Las profecías. El cumplimiento de las profecías y los juicios es como si Dios ha hecho la Palabra una regla de procedimiento, y como si el gobierno del mundo fuese manejado por las Escrituras. Las profecías de la Biblia son fielmente cumplidas: “Decidnos lo que ha de venir después, para que sepamos que vosotros sois dioses” (Isa.41:23); un hombre puede predecir cosas que dependen de causa naturales, como la lluvia, el viento, la nieve, el calor, el frío, los eclipses. Pero la Biblia predice cosas que dependen de la voluntad de Dios o de la voluntad del hombre; tal como el rechazo de los judíos y el recibimiento de los gentiles; la destrucción de Jerusalén; el surgimiento del papado, y otros.

Las Escrituras no sólo son un registro del pasado, sino también de lo que va a suceder. Sus promesas son cumplidas: “He aquí que yo estoy para ir por el camino de todo el mundo. Reconoced, pues, con todo vuestro corazón y con toda vuestra alma que no ha fallado ni una sola palabra de todas las buenas promesas que Jehová vuestro Dios os había hecho. Todas se han cumplido para vosotros; no ha fallado de ellas ni una sola palabra” (Jos.23:14).

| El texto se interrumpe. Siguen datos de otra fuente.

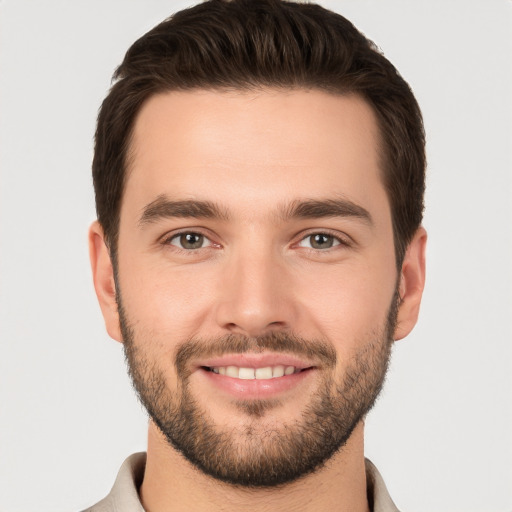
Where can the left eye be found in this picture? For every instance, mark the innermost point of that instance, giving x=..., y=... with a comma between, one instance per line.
x=189, y=241
x=319, y=241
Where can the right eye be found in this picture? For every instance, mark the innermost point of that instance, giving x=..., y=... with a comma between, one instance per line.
x=189, y=241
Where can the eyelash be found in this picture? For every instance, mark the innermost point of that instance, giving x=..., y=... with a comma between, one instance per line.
x=341, y=241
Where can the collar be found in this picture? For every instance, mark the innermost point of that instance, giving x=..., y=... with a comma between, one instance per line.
x=124, y=495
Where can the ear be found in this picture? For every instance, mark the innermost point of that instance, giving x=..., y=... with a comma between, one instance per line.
x=412, y=282
x=103, y=277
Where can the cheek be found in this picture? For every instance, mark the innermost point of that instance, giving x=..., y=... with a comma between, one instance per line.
x=348, y=305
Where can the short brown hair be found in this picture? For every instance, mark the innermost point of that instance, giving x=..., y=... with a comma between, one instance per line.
x=249, y=44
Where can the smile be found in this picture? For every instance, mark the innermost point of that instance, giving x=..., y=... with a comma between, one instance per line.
x=263, y=373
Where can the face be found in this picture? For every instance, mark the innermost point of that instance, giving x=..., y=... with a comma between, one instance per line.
x=256, y=280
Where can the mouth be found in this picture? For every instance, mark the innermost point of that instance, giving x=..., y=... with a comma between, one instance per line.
x=259, y=373
x=255, y=376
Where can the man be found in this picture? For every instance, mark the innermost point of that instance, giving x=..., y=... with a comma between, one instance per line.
x=259, y=178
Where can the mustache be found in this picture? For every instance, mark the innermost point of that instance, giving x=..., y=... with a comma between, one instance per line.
x=317, y=350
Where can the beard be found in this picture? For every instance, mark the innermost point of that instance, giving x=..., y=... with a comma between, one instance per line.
x=260, y=453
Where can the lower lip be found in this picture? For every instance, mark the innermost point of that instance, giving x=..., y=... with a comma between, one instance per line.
x=256, y=388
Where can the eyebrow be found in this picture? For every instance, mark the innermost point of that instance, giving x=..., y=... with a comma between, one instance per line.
x=325, y=208
x=164, y=208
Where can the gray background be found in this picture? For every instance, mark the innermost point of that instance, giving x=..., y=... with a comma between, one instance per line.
x=441, y=432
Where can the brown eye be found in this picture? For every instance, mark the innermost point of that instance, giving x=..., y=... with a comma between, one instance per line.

Hay aquí dos hechos que hablan de esta veracidad; que Josué estaba próximo a morir y por tanto no se supone que estuviese engañando, y el otro que apela a la experiencia de que sabían que Dios había sido fiel en cumplir lo prometido.

De manera que el testimonio externo de la Biblia, la difusión, los milagros, sus promesas, confirman que ella es la Palabra de Dios.